EBISPOT / scatlas_ontology

SCA_Ontology
4 stars 2 forks source link

Ensure scao has complete part_of chains #20

Open dosumis opened 2 years ago

dosumis commented 2 years ago

We need to ensure that SCAO has complete (inferred) chains of part_of relationships between all terms in the seed. The current pipeline attempts to do this using robot filter + a rather complex and confusing set of options. In testing we have become aware that this approach does not produce complete results.

Proposal: the current approach should be replaced by one using Soufflé, which is now part of the ODK container.

This is roughly the algorithm:

  1. Input: termfile T (of terms to retain), ontology O
  2. robot materialise part_of (BFO:0000050) in O
  3. Existentials to direct links (https://github.com/balhoff/relation-graph)
  4. Dump relation graph into souffle (Use Souffle to saturate closure, or does relation-graph do this already?)
  5. remove all closure triples that do not contain t in subject and object positions (Souffle rule(s))
  6. reduce closure (Perhaps unnecessary as we can use Robot to redundancy strip? OTOH, this might be the most efficient approach)
  7. transform back to existentials (Note from Nico: can do in souffle -> EXISTCLOSURE)
  8. robot filter -T T, --term OP (i.e. part of) *
  9. robot merge -i EXITCLOSURE

*. filter --term-file components/$*_simple_seed.txt --select "annotations ontology anonymous self" --trim true --signature true \

Soufflé is a core component of the UberGraph generation code - e.g. see pruning script used to generate redundant graph: https://github.com/INCATools/ubergraph/blob/3be8948138d7ed03941435f8f115bc25cd74510a/prune.dl#L31

@matentzn - this my attempt at the positive version of your algo - which I think was for subset antislim term removal.

dosumis commented 2 years ago

See https://github.com/INCATools/ubergraph/blob/3be8948138d7ed03941435f8f115bc25cd74510a/Makefile#L49 & preceding goal chain for RDF to Soufflé.

Conversion from turtle requires Jim's relation graph script see: https://github.com/INCATools/ubergraph/blob/3be8948138d7ed03941435f8f115bc25cd74510a/Dockerfile#L23

dosumis commented 2 years ago

Plan - get this working in an experimental repo with a small test file. Then work out how to edit scao.Makefile to incorporate.

dosumis commented 2 years ago

Test

We can use indirect part_of relationships here as probes for whether this has worked: https://github.com/hubmapconsortium/ccf-validation-tools/blob/master/logs/class_Kidney_indirect_log.tsv (although not all may appear directly as these are edges specified by ASCT+B table authors).

dosumis commented 2 years ago

If above test works, the next step is to try to merge this into the existing pipeline. This will require more discussion.

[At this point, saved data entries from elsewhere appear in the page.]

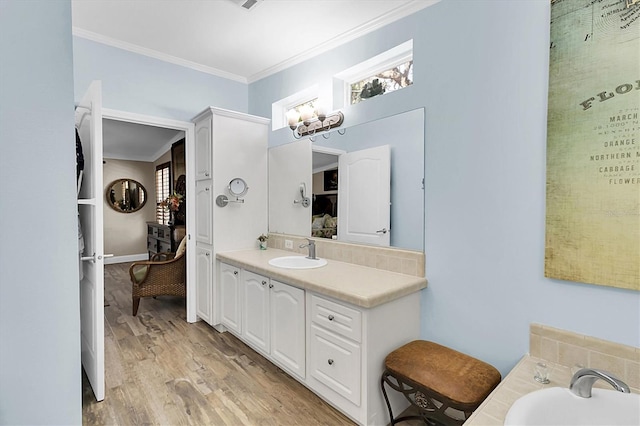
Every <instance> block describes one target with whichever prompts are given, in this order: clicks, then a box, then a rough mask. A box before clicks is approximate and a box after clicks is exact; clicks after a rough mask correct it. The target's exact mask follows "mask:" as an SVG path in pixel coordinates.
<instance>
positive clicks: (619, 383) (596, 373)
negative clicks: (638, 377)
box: [569, 368, 631, 398]
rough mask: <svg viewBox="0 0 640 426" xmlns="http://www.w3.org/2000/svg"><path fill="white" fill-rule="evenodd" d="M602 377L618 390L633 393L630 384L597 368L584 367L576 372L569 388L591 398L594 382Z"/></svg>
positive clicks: (574, 392) (618, 391)
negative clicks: (629, 387) (589, 367)
mask: <svg viewBox="0 0 640 426" xmlns="http://www.w3.org/2000/svg"><path fill="white" fill-rule="evenodd" d="M600 379H601V380H604V381H605V382H607V383H609V384H610V385H611V386H612V387H613V388H614V389H615V390H617V391H618V392H623V393H631V391H630V390H629V386H627V384H626V383H625V382H623V381H622V380H620V379H618V378H617V377H616V376H614V375H613V374H611V373H609V372H606V371H602V370H596V369H595V368H583V369H580V370H579V371H578V372H576V374H574V375H573V377H572V378H571V384H570V385H569V390H571V392H573V393H574V394H575V395H577V396H580V397H582V398H591V389H593V384H594V383H595V382H596V380H600Z"/></svg>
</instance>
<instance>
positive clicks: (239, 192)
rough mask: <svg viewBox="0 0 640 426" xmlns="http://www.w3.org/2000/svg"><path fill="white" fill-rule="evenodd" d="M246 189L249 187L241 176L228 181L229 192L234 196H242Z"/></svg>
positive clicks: (231, 194)
mask: <svg viewBox="0 0 640 426" xmlns="http://www.w3.org/2000/svg"><path fill="white" fill-rule="evenodd" d="M248 190H249V187H248V186H247V183H246V182H245V181H244V179H242V178H235V179H232V180H231V182H229V194H231V195H233V196H235V197H242V196H243V195H244V194H246V193H247V191H248Z"/></svg>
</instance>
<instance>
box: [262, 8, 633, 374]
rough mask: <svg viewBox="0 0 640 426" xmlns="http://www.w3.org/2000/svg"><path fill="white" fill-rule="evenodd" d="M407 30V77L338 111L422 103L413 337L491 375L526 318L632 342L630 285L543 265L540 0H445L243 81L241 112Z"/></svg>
mask: <svg viewBox="0 0 640 426" xmlns="http://www.w3.org/2000/svg"><path fill="white" fill-rule="evenodd" d="M411 38H413V42H414V64H415V71H414V77H415V84H414V85H413V86H412V87H410V88H407V89H404V90H401V91H398V92H394V93H390V94H387V95H384V96H381V97H379V98H373V99H369V100H367V101H365V102H362V103H361V104H358V105H356V106H354V107H347V108H345V109H344V112H345V116H346V119H345V126H350V125H353V124H358V123H361V122H364V121H369V120H371V119H377V118H381V117H385V116H388V115H392V114H397V113H399V112H403V111H407V110H411V109H414V108H419V107H424V108H425V109H426V126H425V127H426V129H425V131H426V133H425V144H426V145H425V168H426V218H425V226H426V227H425V234H426V236H425V251H426V258H427V260H426V270H427V279H428V280H429V287H428V288H427V289H426V290H424V291H423V294H422V318H421V324H422V336H423V338H425V339H430V340H435V341H437V342H440V343H443V344H445V345H448V346H450V347H453V348H455V349H458V350H461V351H463V352H466V353H469V354H472V355H474V356H476V357H478V358H481V359H483V360H485V361H488V362H490V363H492V364H493V365H495V366H496V367H498V368H499V369H500V370H501V372H502V373H503V374H504V373H506V372H508V371H509V370H510V368H511V367H512V366H513V365H514V364H515V363H516V362H517V361H518V359H519V358H520V357H521V356H522V355H523V354H524V353H526V352H527V351H528V333H529V324H530V323H531V322H538V323H542V324H546V325H550V326H553V327H558V328H562V329H567V330H571V331H574V332H578V333H584V334H587V335H591V336H596V337H600V338H603V339H607V340H611V341H614V342H619V343H623V344H627V345H632V346H640V321H639V315H640V312H639V311H640V293H638V292H634V291H627V290H619V289H612V288H606V287H600V286H593V285H587V284H579V283H571V282H564V281H558V280H551V279H547V278H544V276H543V268H544V227H545V145H546V108H547V103H546V102H547V76H548V66H549V59H548V46H549V2H548V0H535V1H534V0H529V1H527V0H521V1H493V0H476V1H468V0H464V1H462V0H460V1H457V0H444V1H442V2H440V3H438V4H436V5H435V6H432V7H429V8H427V9H425V10H423V11H420V12H418V13H416V14H414V15H412V16H410V17H407V18H405V19H403V20H401V21H398V22H396V23H393V24H391V25H389V26H387V27H385V28H383V29H381V30H378V31H376V32H374V33H372V34H369V35H366V36H364V37H362V38H360V39H358V40H355V41H353V42H351V43H349V44H347V45H345V46H342V47H340V48H337V49H334V50H332V51H330V52H328V53H326V54H323V55H321V56H320V57H318V58H315V59H312V60H309V61H306V62H304V63H302V64H299V65H296V66H294V67H291V68H289V69H287V70H285V71H282V72H280V73H278V74H276V75H273V76H270V77H267V78H265V79H263V80H260V81H258V82H255V83H253V84H251V85H250V87H249V112H250V113H252V114H256V115H263V116H269V115H270V114H271V102H273V101H275V100H278V99H281V98H283V97H286V96H288V95H290V94H292V93H294V92H296V91H298V90H301V89H304V88H306V87H309V86H311V85H313V84H315V83H320V84H321V85H324V84H325V83H323V82H326V81H330V79H331V76H332V75H333V74H335V73H337V72H340V71H342V70H344V69H346V68H349V67H350V66H353V65H354V64H356V63H358V62H361V61H363V60H365V59H367V58H369V57H371V56H374V55H376V54H379V53H381V52H382V51H385V50H387V49H389V48H391V47H393V46H396V45H398V44H400V43H402V42H404V41H406V40H408V39H411ZM289 140H291V136H290V130H289V129H284V130H279V131H276V132H273V133H272V134H271V137H270V144H271V145H278V144H281V143H284V142H288V141H289Z"/></svg>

It's not clear to me whether the import modules have sufficient axiomatisation for complete gap-filling.

Current steps (as I understand them): Seed + mirrors -> SLME module extraction -> reduce relationships (existential restriction on classes) to part_of only. We expect to fill in the gaps at this last step, but may have already lost some of the axiomatization needed in the module extraction step. TBA with @matentzn

anitacaron commented 2 years ago

I created a repository to test this approach: https://github.com/anitacaron/souffle_test

dosumis commented 2 years ago

Draft spec for modifying makefile to fix:

Goal to change:

components/%.owl: imports/%_import.owl components/%_simple_seed.txt $(SCATLAS_KEEPRELATIONS)

https://github.com/EBISPOT/scatlas_ontology/blob/master/src/ontology/scatlas.Makefile#L55. (@anitacaron to update link)

This should be replaced by a series of steps with Souffle - as documented here: https://github.com/anitacaron/souffle_test/blob/main/Makefile

Note - needs to take $(SCATLAS_KEEPRELATIONS) rather than hard wiring as now.

anitacaron commented 2 years ago

What would be the merged ontology, in this case? Is the mirror file for each component?